UK consumer price inflation fell to an annual 4.2% in December as energy and food prices slowed and the effects of last year’s VAT hike started to drop out of the comparison. A sharp decline in late 2011 had been widely predicted so today's news does not represent a favourable surprise. (A 4.2% end-year headline rate was forecast here in the summer.)

The December CPI print was above 2% for the sixth consecutive year.

The Bank of England’s claim that CPI inflation will fall dramatically during 2012, finishing the year below target, has, like its earlier optimistic forecasts, been accepted by the consensus – the average projection for the first quarter of 2013 is 1.9%, according to Consensus Economics. Such a plunge, however, requires a significant decline in “core” price momentum and / or further weakness in global commodity prices – both doubtful.

The first chart below shows one measure of core prices – the CPI excluding unprocessed food and energy incorporating an attempt to strip out recent VAT effects and adjusted for seasonal factors. The 12-month increase in this measure rose to 2.6% in December, the highest since January 2010. Six-month momentum of smoothed prices was slightly lower at 2.5%, having been stable during the second half of 2011, showing no response to economic weakness.

The six-month momentum measure has remained at or above 2% since January 2008. It failed to rachet lower in the wake of the “great recession” so is unlikely to drop suddenly now.

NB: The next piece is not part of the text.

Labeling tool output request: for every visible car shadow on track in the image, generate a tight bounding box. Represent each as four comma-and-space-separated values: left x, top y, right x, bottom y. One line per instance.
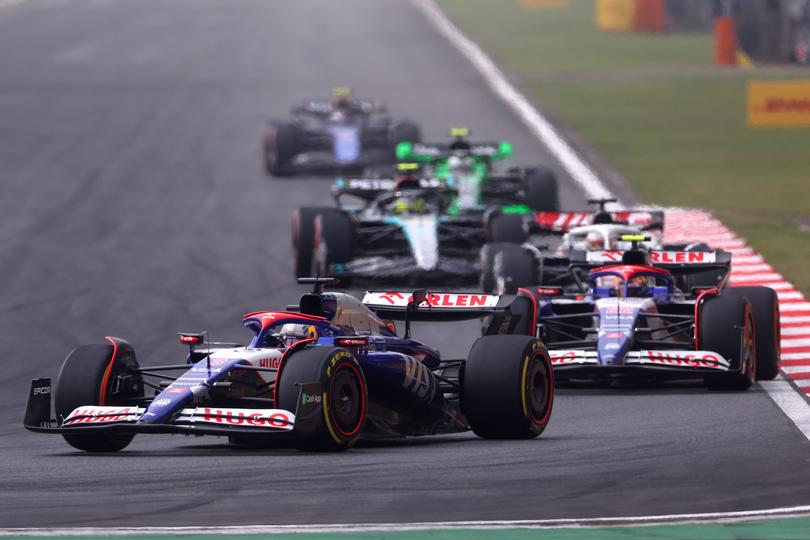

If core inflation remains resilient, forecasts of a sub-2% headline rate will depend on a big drag from food and energy prices. Food should have a favourable impact but energy and other industrial commodities tend to correlate with emerging-world economic activity, which is now reviving. The second chart shows the six-month change in the Journal of Commerce industrial commodity price index together with a leading indicator for the “E7” emerging economies. The leading indicator has recovered to a level historically consistent with rising raw material costs.

The third chart shows an inflation forecast based on stability in core price momentum and energy prices coupled with a fall in unprocessed food price inflation to 1% by mid-2012. It also incorporates a 0.2 percentage point upward impact from university tuition fees from October. Headline CPI inflation is projected to finish 2012 at 2.6% after reaching an interim low of 2.4% in August.